In [1]:
%load_ext autoreload
%autoreload 2

import pandas as pd

from preprocessing.preprocess_text import clean_text
from preprocessing.gen_text_embeddings import generate_text_embeddings
import torch
from pytorch_datasets.text_dataset import TextDataset
from torch.utils.data import DataLoader, random_split
from models.vae_text import TextVAE
from torch.optim import Adam

[nltk_data] Downloading package stopwords to
[nltk_data]     /home/mehta.vats/nltk_data...
[nltk_data]   Package stopwords is already up-to-date!


In [2]:
cuda_device = 0 # set the index of the GPU you want to use
torch.cuda.set_device(cuda_device)
torch.backends.cudnn.benchmark = True

# set the maximum GPU memory usage
max_memory_usage = 0.95 # set the maximum memory usage as a fraction of the available memory
# torch.cuda.set_max_memory_allocated(int(torch.cuda.get_device_properties(cuda_device).total_memory * max_memory_usage))
torch.cuda.set_per_process_memory_fraction(max_memory_usage, cuda_device)

In [3]:
print(torch.cuda.max_memory_allocated(cuda_device)/1024/1024/1024)
torch.cuda.empty_cache()

0.0


In [4]:
# Load and preprocess data

instagram_data = pd.read_csv("data/instagram_data.csv")
data = instagram_data.dropna(subset=["description"]).reset_index(drop=True)
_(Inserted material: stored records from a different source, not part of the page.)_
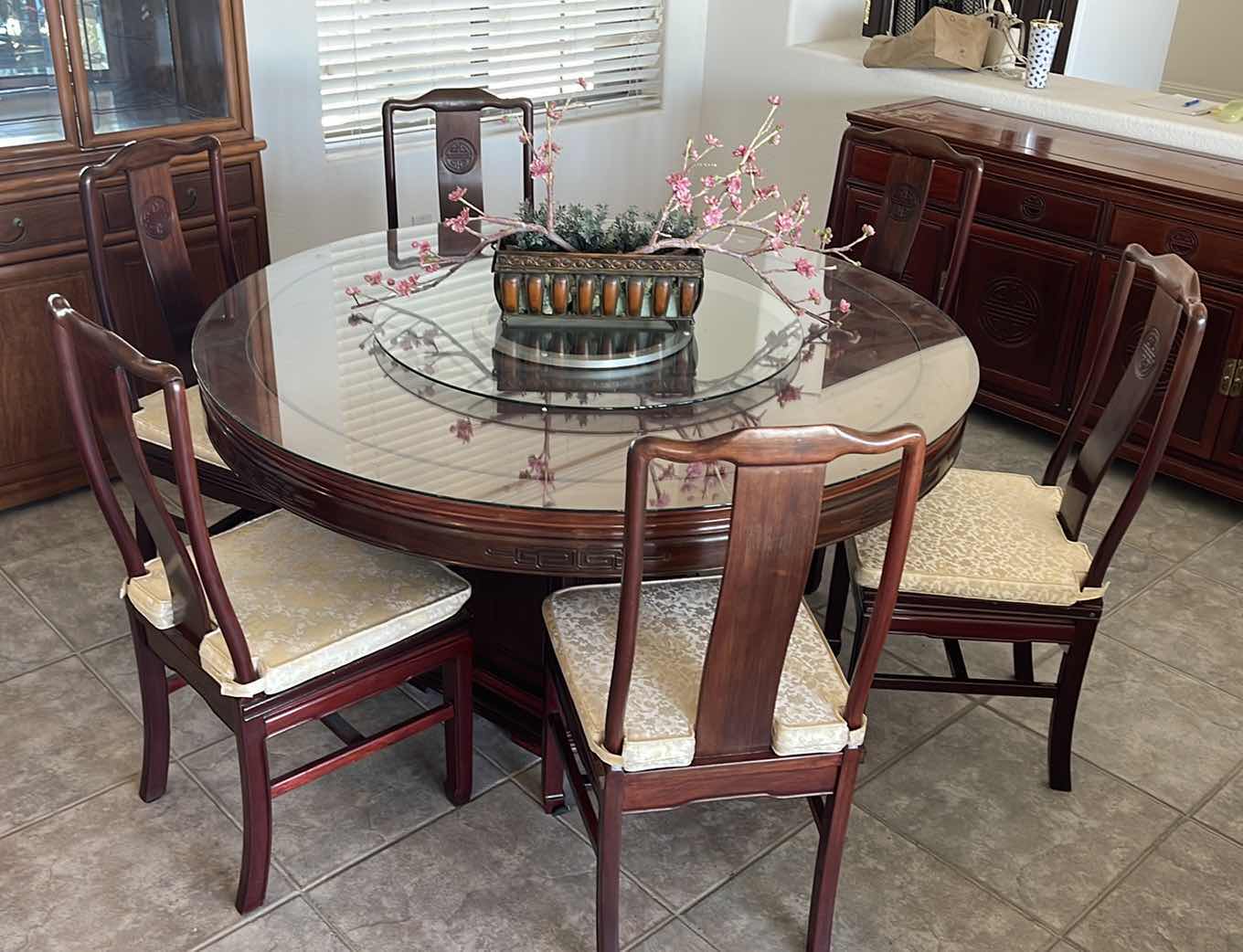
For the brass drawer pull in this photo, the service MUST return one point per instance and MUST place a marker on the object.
(192, 196)
(20, 224)
(1232, 379)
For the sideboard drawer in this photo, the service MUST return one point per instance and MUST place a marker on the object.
(38, 223)
(1041, 209)
(870, 165)
(193, 192)
(1207, 250)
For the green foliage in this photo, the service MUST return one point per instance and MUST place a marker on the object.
(590, 228)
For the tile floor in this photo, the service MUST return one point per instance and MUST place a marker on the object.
(956, 841)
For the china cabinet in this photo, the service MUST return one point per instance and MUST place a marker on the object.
(1057, 209)
(78, 79)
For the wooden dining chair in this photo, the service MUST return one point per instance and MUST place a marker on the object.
(917, 157)
(147, 169)
(994, 557)
(275, 623)
(459, 157)
(664, 693)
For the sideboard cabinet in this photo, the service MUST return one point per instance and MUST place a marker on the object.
(1057, 209)
(79, 79)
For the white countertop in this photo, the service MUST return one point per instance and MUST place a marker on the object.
(1067, 100)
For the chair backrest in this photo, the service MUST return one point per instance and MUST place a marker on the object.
(917, 154)
(1166, 354)
(459, 157)
(158, 221)
(777, 493)
(95, 368)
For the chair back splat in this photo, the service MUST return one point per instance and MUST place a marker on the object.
(1165, 357)
(95, 363)
(459, 157)
(915, 158)
(158, 223)
(777, 495)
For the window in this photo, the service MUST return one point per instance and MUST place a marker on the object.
(373, 50)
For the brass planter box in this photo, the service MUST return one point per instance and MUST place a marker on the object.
(632, 291)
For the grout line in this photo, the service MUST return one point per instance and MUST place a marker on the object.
(950, 864)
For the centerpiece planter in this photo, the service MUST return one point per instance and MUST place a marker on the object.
(658, 291)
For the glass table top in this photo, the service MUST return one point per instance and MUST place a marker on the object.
(291, 357)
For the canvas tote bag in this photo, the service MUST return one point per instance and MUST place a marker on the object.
(942, 40)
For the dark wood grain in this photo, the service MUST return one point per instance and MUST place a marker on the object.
(1057, 209)
(1173, 333)
(779, 480)
(459, 152)
(95, 365)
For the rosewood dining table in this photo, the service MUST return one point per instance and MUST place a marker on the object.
(425, 423)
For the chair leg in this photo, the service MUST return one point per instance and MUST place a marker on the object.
(1025, 665)
(839, 594)
(552, 766)
(459, 730)
(608, 865)
(256, 817)
(153, 687)
(815, 572)
(1066, 703)
(828, 858)
(953, 655)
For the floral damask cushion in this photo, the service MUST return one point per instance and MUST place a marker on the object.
(308, 600)
(675, 620)
(984, 534)
(151, 424)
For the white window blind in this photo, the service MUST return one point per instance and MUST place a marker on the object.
(373, 50)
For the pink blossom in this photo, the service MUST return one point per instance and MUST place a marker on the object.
(679, 183)
(788, 393)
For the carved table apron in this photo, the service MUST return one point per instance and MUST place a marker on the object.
(307, 409)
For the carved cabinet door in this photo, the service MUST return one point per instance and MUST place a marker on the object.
(930, 256)
(134, 302)
(1200, 421)
(1021, 301)
(37, 454)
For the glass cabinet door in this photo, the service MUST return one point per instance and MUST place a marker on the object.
(33, 107)
(152, 64)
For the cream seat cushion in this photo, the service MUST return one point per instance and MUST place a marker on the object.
(675, 620)
(307, 599)
(984, 534)
(151, 424)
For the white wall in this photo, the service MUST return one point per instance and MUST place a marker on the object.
(1124, 42)
(1205, 54)
(316, 196)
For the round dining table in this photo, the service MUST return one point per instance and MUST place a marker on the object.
(417, 417)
print(f"Removed {len(instagram_data) - len(data)} rows due to N/A descriptions.")

# data = data.sample(frac=0.1)

post_descriptions = (
    data["description"]
    .apply(lambda text: clean_text(text) if type(text) == str else text)
    .tolist()
)

post_classes = data["Party"].tolist()

  instagram_data = pd.read_csv("data/instagram_data.csv")


Removed 7662 rows due to N/A descriptions.


In [5]:
# Generate Text Embeddings
text_embeddings, word_index_mapping = generate_text_embeddings(post_descriptions, 32)

In [6]:
# Create datasets
dataset = TextDataset(post_descriptions, word_index_mapping, post_classes)

train_dataset, test_dataset = random_split(dataset, [0.8, 0.2])
print(len(dataset))
print(len(train_dataset))
print(len(test_dataset))

373325
298660
74665


In [None]:
# Train model

num_epochs = 10
batch_size = 32

train_dataloader = DataLoader(train_dataset, batch_size=batch_size, shuffle=True)
test_dataloader = DataLoader(test_dataset, batch_size=batch_size, shuffle=False)

small_dataset = TextDataset(post_descriptions[:1000], word_index_mapping, post_classes[:1000])
small_dataloader = DataLoader(small_dataset, batch_size=batch_size, shuffle=False)

device = "cuda:0" if torch.cuda.is_available() else "cpu"

print(f"Using {device} device")

model = TextVAE(device, 32, 32, text_embeddings, dataset.padding_index, dataset.num_post_classes).to(device)
optimizer = Adam(model.parameters(), lr=1e-3)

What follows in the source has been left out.